La labellisation « Librairie de qualité » devrait s’accompagner de l’obligation de donner une visibilité à TOUS les éditeurs de la Fédération Wallonie/Bruxelles. Même si l’on peut comprendre que les libraires ont une place limitée et un chiffre d’affaires à réaliser, ils peuvent cependant organiser des rencontres avec des éditeurs, à charge pour ceux-ci de présenter des auteurs. Les organiser de manière régulière, de façon à fidéliser un public, comme le faisait avec succès Renée Lemaître à Charleroi, avec une rencontre le dimanche matin (L’Apéritif des Poètes).
Quelle est la place du numérique (réseaux sociaux, internet…) dans votre politique éditoriale ?
Claude : Les réseaux sociaux sont essentiels pour la diffusion et la promotion. C’est une chance pour les auteurs et les petits éditeurs. Beaucoup de recueils se vendent via Facebook. (NDLR : Je confirme ! J’ai connu Jean-Louis ou prolongé une brève rencontre avec Joëlle via Facebook. Quant à Claude, je l’ai connu via ses livres mais son retour sur Facebook à l’égard de mes recensions a engendré une véritable relation).
Jean-Louis : J’utilise les réseaux sociaux comme moyen de diffusion (Facebook, Twitter, Instagram).

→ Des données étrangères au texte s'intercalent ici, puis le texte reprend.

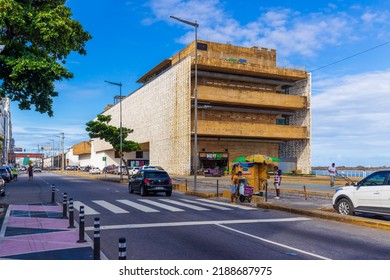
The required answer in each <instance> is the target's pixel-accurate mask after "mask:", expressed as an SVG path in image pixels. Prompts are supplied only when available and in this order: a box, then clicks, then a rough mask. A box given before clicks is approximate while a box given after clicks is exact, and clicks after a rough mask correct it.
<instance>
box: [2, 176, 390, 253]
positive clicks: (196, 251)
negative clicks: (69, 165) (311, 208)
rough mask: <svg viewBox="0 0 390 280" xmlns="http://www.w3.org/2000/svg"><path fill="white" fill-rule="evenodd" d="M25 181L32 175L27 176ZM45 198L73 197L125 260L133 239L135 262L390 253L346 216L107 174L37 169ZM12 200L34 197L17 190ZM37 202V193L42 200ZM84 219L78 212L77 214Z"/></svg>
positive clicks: (35, 180) (383, 237) (12, 200)
mask: <svg viewBox="0 0 390 280" xmlns="http://www.w3.org/2000/svg"><path fill="white" fill-rule="evenodd" d="M20 177H21V178H20V180H26V183H28V181H27V179H26V177H23V176H20ZM34 182H35V186H34V187H32V188H39V199H40V200H41V201H43V202H45V201H46V202H47V201H50V191H49V190H50V185H51V184H54V185H55V187H56V193H57V195H56V201H57V202H58V203H60V204H61V203H62V194H63V193H67V195H68V198H73V200H74V205H75V209H76V210H78V209H79V207H80V206H81V205H83V206H84V207H85V214H86V221H85V225H86V233H87V234H88V236H89V237H90V238H91V239H93V223H94V219H95V218H96V217H98V218H99V219H100V223H101V251H102V256H105V257H107V258H108V259H117V258H118V239H119V238H120V237H125V238H126V243H127V259H135V260H144V259H146V260H152V259H153V260H176V259H180V260H236V259H237V260H261V259H263V260H317V259H334V260H359V259H364V260H376V259H382V260H387V259H390V242H389V241H388V231H385V230H380V229H372V228H365V227H359V226H353V225H349V224H344V223H340V222H334V221H328V220H321V219H315V218H309V217H305V216H299V215H295V214H291V213H286V212H281V211H276V210H265V209H259V208H256V207H254V206H251V205H249V204H245V205H244V204H237V205H231V204H229V203H227V202H226V201H223V200H216V199H203V198H199V197H195V196H188V195H184V194H183V193H180V192H174V193H173V195H172V197H166V196H165V195H164V194H161V195H152V196H147V197H141V196H140V195H139V194H129V192H128V189H127V186H126V185H124V184H118V183H113V182H106V181H101V180H91V179H87V178H81V177H73V176H67V175H61V174H57V173H49V172H48V173H46V172H43V173H41V174H36V175H35V177H34ZM31 191H33V190H31ZM9 192H10V195H9V196H7V202H8V203H14V204H17V203H34V202H41V201H33V199H32V198H29V197H28V196H25V195H23V194H20V193H18V190H17V188H14V189H12V190H11V189H9ZM35 200H36V199H35ZM75 218H76V221H78V211H76V212H75Z"/></svg>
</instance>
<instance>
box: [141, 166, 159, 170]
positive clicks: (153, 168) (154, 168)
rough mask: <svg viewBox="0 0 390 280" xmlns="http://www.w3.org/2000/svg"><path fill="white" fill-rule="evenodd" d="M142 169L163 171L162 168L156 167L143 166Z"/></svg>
mask: <svg viewBox="0 0 390 280" xmlns="http://www.w3.org/2000/svg"><path fill="white" fill-rule="evenodd" d="M142 169H154V170H164V168H162V167H161V166H158V165H144V166H142Z"/></svg>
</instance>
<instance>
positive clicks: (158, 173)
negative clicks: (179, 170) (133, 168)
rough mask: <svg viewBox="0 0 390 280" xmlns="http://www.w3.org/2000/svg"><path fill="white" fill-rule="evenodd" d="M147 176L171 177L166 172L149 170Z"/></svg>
mask: <svg viewBox="0 0 390 280" xmlns="http://www.w3.org/2000/svg"><path fill="white" fill-rule="evenodd" d="M145 177H146V178H163V179H169V175H168V174H167V173H165V172H147V173H145Z"/></svg>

Ça permet de toucher un certain nombre de personnes… que je touchais auparavant en envoyant par la poste des avis de parutions. D’où gain de temps et d’argent. Ça m’a aussi permis de belles rencontres, de découvrir des auteurs, des librairies passionnés, d’instaurer des échanges.
Joëlle : J’utilise Facebook. Je ne suis pas certaine que cela m’ait jamais fait vendre lemoindre livre, mais cela donne un peu de visibilité. J’ai un site dédié au Coudrier, pas encore transformé en site marchand. Une prochaine étape…
In fine, qu’est-ce que la poésie selon vous ?
Claude : La poésie est toujours un combat pour mettre au monde, ou rappeler au monde, ce qui fonde le monde, ses piliers de vie pour supporter le ciel. Et rien n’est facile quand on écrit un poème, et celle/celui qui le lit sait quel voyage au plus loin de lui-même le poète a dû accomplir pour que ses mots prennent sens jusqu’à toucher l’autre au plus profond de son vécu.
La poésie est vivante. Elle vit parce qu’elle dit la vie, parce qu’elle est la vie dans ses fibres les plus essentielles, et, comme la vie, elle mue, s’adapte, semble dormir d’un œil, exulte, se recroqueville, rebondit, se répand sur les lèvres, se déverse dans les oreilles et les regards, partout sur les murs, les places, les trottoirs, les réseaux sociaux, les visages et les corps. La poésie vit en nous et par nous.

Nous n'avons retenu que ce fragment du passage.